Accepting the explainability of AI models used in digital forensics faces various challenges. The comprehensibility and practicality of the outputs of existing XAI methods for DF experts, along with adherence to the governing principles in digital forensics, are crucial aspects. One potent approach to boosting transparency in artificial intelligence models is through explainability by rules extraction. Implementing this method in CNN models has proven challenging, as it requires modifications to the model and therefore compromises the principle of integrity in digital forensics⁶. However, some AI-based image forensics tasks cannot be adequately explained by existing methods, such as image source identification in child abuse investigations. This study proposed a framework that, by incorporating three fundamental steps: layer trace detection, layers majority voting, and rule extraction, ensures visual and rule-based explainability while maintaining integrity. By applying the proposed framework to a CNN-based model in the field of camera source identification, not only is it possible to confirm or reject the predictions of the baseline model, but it also increases the precision of the model.
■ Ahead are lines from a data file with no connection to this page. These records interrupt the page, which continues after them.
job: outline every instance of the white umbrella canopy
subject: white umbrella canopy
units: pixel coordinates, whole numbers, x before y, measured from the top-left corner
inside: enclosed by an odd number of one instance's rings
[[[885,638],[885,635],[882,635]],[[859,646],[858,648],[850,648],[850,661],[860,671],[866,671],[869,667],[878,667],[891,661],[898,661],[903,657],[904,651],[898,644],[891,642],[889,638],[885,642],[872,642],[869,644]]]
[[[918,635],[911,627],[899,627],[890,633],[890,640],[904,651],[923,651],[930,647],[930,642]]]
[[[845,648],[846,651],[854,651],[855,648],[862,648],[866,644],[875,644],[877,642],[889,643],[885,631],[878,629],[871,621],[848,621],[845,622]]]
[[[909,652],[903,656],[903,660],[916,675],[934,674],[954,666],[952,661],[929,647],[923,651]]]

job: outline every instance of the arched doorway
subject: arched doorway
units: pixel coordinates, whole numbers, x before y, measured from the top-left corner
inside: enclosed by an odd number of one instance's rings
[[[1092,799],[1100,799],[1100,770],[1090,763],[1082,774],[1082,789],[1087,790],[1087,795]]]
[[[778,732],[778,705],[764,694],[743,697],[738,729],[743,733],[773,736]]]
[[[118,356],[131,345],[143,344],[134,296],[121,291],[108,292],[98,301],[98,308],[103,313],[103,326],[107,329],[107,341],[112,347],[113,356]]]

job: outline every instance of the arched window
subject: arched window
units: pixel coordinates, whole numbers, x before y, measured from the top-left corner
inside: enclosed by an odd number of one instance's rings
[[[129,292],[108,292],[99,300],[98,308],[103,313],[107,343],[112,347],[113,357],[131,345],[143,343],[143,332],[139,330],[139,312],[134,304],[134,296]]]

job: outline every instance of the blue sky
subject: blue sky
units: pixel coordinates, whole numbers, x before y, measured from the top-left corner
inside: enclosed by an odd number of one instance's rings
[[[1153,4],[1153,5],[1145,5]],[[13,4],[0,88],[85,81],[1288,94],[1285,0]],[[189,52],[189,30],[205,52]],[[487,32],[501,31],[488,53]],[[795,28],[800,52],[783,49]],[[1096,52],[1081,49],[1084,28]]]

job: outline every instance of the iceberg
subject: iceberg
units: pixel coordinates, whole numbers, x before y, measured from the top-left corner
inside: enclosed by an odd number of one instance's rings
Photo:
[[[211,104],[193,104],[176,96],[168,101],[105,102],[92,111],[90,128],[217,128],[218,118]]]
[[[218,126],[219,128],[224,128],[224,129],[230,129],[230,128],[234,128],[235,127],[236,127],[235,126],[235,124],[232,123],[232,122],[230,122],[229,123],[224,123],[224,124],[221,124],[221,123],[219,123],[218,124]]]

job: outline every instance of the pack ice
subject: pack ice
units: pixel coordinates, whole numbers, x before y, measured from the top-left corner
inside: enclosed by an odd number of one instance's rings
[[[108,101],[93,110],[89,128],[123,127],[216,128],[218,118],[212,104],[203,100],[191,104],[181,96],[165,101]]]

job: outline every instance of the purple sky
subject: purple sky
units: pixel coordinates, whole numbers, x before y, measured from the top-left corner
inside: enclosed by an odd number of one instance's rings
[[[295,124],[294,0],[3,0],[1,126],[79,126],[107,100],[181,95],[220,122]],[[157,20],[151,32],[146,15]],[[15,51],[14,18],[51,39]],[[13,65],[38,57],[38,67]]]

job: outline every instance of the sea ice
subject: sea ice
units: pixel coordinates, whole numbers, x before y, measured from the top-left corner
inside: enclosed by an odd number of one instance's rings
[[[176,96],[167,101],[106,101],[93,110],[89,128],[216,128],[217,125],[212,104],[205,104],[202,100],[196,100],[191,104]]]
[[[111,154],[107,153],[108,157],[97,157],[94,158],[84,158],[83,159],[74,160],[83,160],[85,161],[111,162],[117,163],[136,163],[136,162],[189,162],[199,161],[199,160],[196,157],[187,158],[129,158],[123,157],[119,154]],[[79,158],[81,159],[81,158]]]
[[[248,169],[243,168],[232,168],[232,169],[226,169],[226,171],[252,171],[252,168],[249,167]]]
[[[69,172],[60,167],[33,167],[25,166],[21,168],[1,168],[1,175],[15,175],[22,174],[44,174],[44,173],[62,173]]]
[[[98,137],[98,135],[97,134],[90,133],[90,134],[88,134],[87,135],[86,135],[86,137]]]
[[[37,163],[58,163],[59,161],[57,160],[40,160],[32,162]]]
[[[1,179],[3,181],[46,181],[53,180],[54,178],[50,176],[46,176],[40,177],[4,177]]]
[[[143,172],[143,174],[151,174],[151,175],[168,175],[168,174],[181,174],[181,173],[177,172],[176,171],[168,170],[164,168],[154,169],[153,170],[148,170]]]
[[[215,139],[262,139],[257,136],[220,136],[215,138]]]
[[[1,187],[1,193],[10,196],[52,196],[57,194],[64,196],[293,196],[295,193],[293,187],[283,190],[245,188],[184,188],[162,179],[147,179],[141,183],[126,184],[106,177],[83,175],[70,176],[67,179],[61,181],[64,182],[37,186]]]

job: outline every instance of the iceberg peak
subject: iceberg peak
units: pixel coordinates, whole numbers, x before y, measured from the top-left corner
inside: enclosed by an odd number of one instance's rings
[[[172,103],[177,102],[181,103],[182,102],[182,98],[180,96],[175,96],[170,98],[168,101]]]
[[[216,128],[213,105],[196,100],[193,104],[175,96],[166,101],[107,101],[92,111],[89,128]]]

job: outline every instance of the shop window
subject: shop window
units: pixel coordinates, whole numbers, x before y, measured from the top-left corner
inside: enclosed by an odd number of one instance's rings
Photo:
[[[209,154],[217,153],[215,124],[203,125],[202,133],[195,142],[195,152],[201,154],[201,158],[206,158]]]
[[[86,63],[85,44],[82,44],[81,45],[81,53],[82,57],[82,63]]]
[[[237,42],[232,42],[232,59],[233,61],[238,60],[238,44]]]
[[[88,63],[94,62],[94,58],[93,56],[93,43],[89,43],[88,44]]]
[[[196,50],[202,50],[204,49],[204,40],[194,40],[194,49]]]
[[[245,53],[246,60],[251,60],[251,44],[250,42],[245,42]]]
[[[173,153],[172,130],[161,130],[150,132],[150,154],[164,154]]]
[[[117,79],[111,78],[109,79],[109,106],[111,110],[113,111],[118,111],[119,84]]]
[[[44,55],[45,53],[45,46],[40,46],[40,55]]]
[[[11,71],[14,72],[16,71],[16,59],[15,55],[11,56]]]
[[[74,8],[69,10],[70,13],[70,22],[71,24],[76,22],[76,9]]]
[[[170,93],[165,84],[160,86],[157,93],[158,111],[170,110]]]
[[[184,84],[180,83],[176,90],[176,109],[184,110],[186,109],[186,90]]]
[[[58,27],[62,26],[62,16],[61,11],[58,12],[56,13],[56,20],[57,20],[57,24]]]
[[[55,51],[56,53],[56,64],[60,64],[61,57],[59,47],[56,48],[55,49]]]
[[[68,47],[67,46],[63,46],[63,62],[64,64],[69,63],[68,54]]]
This empowers examiners to better understand the reasoning behind the model’s decisions and improves their confidence in the reliability of the classification process. The proposed framework is structurally applicable to other CNN-based forensic attribution settings; however, empirical validation beyond SCI is outside the scope of this study. This contributes to the advancement of explainable and reliable digital forensics practices.

Author contributions

T.N. implemented the proposed idea and extracted the results. T. N also prepared the first draft. H.A. revised the paper and supervised the whole process. H.A. and A.GhB. helped with the formation of the basic idea.

Data availability

The source code is available on GitHub.

Declarations

Competing interests

The authors declare no competing interests.